I share all this not to bring you down, but to remind you that there is a reason behind each rejection that has nothing to do with you. And when the malicious little shame monster starts telling you you’re not good enough, you must silence it. You start with:
That buyer didn’t just reject me. That buyer is having an internal negotiation that actually has nothing to do with me. Whatever is going on with that buyer has nothing to do with my designs, their value, or my value.
And then you add:
And if you choked up a little bit just reading those words, if they made you uncomfortable, sad, or angry, I want you to go to the nearest mirror and say them out loud. Don’t mumble it, don’t rush. Just say them with conviction.

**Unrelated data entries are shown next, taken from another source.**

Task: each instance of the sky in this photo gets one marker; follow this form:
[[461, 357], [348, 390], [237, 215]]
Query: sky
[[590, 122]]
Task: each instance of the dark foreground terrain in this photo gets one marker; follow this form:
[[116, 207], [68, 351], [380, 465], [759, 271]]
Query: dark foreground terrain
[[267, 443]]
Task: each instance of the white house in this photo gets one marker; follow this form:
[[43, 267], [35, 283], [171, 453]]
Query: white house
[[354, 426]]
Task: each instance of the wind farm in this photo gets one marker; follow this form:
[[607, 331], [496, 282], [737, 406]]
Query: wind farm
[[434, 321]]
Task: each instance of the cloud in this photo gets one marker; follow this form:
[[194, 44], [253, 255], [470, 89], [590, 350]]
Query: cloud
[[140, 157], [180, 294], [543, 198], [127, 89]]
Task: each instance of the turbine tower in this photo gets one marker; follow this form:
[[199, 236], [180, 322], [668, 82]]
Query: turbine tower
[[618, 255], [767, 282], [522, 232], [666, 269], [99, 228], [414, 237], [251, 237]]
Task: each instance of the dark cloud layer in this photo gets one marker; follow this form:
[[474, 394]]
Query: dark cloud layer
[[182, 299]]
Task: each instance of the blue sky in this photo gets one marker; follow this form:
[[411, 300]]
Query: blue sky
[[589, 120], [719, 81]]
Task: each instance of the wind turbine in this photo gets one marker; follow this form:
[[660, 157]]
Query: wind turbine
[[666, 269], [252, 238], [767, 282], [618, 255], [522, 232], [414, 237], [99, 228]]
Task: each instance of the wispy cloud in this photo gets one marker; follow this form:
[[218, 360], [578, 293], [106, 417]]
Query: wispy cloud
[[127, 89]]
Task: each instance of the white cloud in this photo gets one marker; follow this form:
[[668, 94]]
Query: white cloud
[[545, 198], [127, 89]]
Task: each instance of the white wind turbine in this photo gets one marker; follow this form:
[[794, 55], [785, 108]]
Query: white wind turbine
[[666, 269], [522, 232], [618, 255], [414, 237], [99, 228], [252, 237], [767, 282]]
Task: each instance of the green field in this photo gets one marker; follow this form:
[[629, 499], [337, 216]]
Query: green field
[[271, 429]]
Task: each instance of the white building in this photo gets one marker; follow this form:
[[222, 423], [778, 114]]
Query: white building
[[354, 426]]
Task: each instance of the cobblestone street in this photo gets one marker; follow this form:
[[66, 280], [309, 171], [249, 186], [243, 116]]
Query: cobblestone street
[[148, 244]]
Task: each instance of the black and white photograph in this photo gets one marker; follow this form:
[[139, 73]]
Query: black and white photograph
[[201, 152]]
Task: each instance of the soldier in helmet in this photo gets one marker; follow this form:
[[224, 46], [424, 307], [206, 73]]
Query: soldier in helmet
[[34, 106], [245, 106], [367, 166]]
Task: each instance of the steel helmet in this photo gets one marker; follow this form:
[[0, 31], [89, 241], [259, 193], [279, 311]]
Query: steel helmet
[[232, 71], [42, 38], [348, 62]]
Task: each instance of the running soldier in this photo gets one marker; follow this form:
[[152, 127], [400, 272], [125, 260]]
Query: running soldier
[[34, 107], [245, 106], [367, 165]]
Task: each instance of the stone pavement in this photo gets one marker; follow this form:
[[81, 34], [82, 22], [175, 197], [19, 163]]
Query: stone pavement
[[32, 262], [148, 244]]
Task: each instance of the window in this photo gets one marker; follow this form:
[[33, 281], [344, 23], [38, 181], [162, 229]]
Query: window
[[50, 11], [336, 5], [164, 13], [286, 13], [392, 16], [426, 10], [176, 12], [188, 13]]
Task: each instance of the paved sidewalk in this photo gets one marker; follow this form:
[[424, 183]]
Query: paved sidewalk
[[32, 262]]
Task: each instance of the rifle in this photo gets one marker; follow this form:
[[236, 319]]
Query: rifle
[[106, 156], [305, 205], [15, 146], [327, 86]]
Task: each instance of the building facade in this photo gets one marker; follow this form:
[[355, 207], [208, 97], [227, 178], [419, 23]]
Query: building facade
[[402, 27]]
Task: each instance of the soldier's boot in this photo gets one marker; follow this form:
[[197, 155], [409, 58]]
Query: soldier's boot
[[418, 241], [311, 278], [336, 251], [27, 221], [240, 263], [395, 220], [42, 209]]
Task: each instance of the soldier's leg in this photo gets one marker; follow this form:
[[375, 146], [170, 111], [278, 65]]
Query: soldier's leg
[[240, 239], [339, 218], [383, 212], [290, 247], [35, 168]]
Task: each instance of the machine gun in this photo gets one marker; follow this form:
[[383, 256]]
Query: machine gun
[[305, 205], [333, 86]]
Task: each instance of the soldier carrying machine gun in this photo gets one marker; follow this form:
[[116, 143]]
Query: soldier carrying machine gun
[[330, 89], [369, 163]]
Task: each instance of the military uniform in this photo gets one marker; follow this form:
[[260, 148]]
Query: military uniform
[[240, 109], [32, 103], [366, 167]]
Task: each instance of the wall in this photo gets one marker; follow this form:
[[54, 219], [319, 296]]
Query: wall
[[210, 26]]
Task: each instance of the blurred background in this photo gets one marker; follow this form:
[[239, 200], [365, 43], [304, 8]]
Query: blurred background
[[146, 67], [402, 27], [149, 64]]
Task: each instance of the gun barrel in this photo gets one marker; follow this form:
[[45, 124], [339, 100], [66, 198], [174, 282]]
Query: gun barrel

Yes, the market is tough right now. Nobody can really say if this is a just a down cycle or the beginning of a new consumer era. But consumers will continue to buy and wear jewelry, and there is a consumer for you. You may or may not find what you need at any particular show, but that customer is out there. And one sure way to build the energy and enthusiasm you’ll need to keep looking for that customer is to put each rejection in perspective firmly and quickly.
So for the next three days, turn the passers-by, the no-thank-yous, and the maybe-next-years into a game. Think about which buyer type they are (hey – if you have a new type to suggest, put it in the comments!!), then quickly remind yourself that you are enough, and that it is not you or your work that has been rejected. Doing this will help you stay strong, stay positive, and stay in the game, because your buyer is out there too, and you want to be in a positive, confident place when that one arrives.